Monday, February 24, 2025

Spanking the Monkey

The Monkey (2025) - Perkins The Monkey Bespectacled Hal gets bullied around in school, also by his twin brother Bill at home. The twins live with their single mother (Tatiana Maslany). It's the 90s. They find a windup toy monkey left by their absent father (Adam Scott, shown briefly in the beginning, blow torching the monkey). When the monkey gets winded up, people around it die in some horrible accidents. After their mom dies of brain aneurism (because of the monkey), Hal chops up the monkey and throws it away. After the twins get adopted by their aunt and uncle and move to Maine, they find that the monkey has followed them. It doesn't matter why monkey chose them. It just is. Uncle with the impressive lambchop sideburn (played drolly by Perkins himself) dies first, stampeded by band of horses in a sleeping bag while camping, then twenty five years later, aunt dies horribly too. After many more highly inventive kill offs with many of the population in town dead, Bill and Hal need to finish the job of destroying the monkey, if they could. If not, they will need to learn how to live with the monkey.

If Osgood Perkins's Longlegs left you scratching your head in dissatisfaction, as it walked the tight rope between being a psychological horror and a comedy, please give him another chance with The Monkey, an all out horror-comedy that will wipe off your doubts about his talent as a filmmaker-to-watch. Perkins has a very peculiar sense of humor, to say the least. And his take on Stephen King's short story is an unabashedly slap-sticky, full on gore-fest that doesn't take itself too seriously.

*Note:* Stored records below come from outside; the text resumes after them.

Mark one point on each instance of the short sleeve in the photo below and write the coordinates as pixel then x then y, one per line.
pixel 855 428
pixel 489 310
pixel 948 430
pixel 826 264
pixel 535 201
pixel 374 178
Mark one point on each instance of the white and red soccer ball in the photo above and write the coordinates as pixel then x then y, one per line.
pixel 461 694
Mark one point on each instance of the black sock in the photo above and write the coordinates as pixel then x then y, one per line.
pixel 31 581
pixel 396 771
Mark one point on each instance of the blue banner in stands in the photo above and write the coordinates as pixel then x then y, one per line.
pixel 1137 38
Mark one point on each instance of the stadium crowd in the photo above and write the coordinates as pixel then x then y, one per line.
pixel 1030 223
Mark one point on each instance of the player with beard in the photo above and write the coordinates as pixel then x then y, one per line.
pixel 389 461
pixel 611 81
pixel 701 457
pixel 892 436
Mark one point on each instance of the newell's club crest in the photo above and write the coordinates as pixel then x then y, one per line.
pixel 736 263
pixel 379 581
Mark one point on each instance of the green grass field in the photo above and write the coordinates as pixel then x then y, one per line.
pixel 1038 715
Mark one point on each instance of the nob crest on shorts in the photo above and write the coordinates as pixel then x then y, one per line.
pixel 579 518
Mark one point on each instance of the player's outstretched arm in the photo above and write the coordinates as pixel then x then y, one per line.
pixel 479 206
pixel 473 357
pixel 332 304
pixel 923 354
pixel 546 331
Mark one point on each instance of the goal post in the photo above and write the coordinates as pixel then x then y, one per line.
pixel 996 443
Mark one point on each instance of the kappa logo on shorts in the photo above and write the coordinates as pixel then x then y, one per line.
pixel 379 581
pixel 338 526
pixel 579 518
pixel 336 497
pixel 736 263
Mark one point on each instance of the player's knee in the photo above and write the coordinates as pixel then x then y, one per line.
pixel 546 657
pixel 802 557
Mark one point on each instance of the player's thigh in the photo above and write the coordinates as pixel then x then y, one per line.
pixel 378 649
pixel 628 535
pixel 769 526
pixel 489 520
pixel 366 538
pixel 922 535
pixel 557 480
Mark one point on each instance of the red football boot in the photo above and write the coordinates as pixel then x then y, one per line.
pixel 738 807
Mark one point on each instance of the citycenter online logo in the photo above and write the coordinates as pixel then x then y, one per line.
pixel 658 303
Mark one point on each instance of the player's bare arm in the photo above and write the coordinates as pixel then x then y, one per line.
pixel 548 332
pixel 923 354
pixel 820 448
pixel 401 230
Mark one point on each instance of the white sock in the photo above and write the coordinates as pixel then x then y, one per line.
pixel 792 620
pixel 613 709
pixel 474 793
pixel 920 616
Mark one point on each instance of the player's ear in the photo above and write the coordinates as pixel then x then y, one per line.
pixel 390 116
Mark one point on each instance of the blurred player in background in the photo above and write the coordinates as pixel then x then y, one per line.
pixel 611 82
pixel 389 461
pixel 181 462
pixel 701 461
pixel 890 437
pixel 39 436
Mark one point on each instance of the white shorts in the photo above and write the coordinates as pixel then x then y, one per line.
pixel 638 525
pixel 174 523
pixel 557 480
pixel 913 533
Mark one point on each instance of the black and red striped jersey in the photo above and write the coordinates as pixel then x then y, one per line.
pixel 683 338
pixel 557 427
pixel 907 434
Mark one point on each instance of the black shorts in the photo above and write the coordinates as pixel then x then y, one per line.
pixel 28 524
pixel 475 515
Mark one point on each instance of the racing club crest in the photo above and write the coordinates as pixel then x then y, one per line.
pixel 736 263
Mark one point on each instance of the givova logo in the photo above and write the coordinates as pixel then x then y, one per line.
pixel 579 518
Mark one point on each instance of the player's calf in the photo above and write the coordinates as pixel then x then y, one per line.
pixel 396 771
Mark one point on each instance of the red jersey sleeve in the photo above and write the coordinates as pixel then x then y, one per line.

Just like Longlegs, the pace of The Monkey is breezy. It progresses too quickly for us to question what's happening or why. And it's a good thing. Soon you realize that the narrative doesn't really matter. It's all just vibes. Theo James, playing both Hal and Bill, is eagerly along for the ride and keeps the serious face the whole time. Maslany hamms it up to match the film's weird vibe. All the peripheral characters - Hal's boss at the hardware store, the rookie priest, Elija Wood's creepy self-help guru, Perkins's uncle Chip and the tiny Asian girl bully all enhances to the truly peculiar vibe of the movie.

The Monkey is not necessarily the movie that we asked for, but the movie we need in these dark times.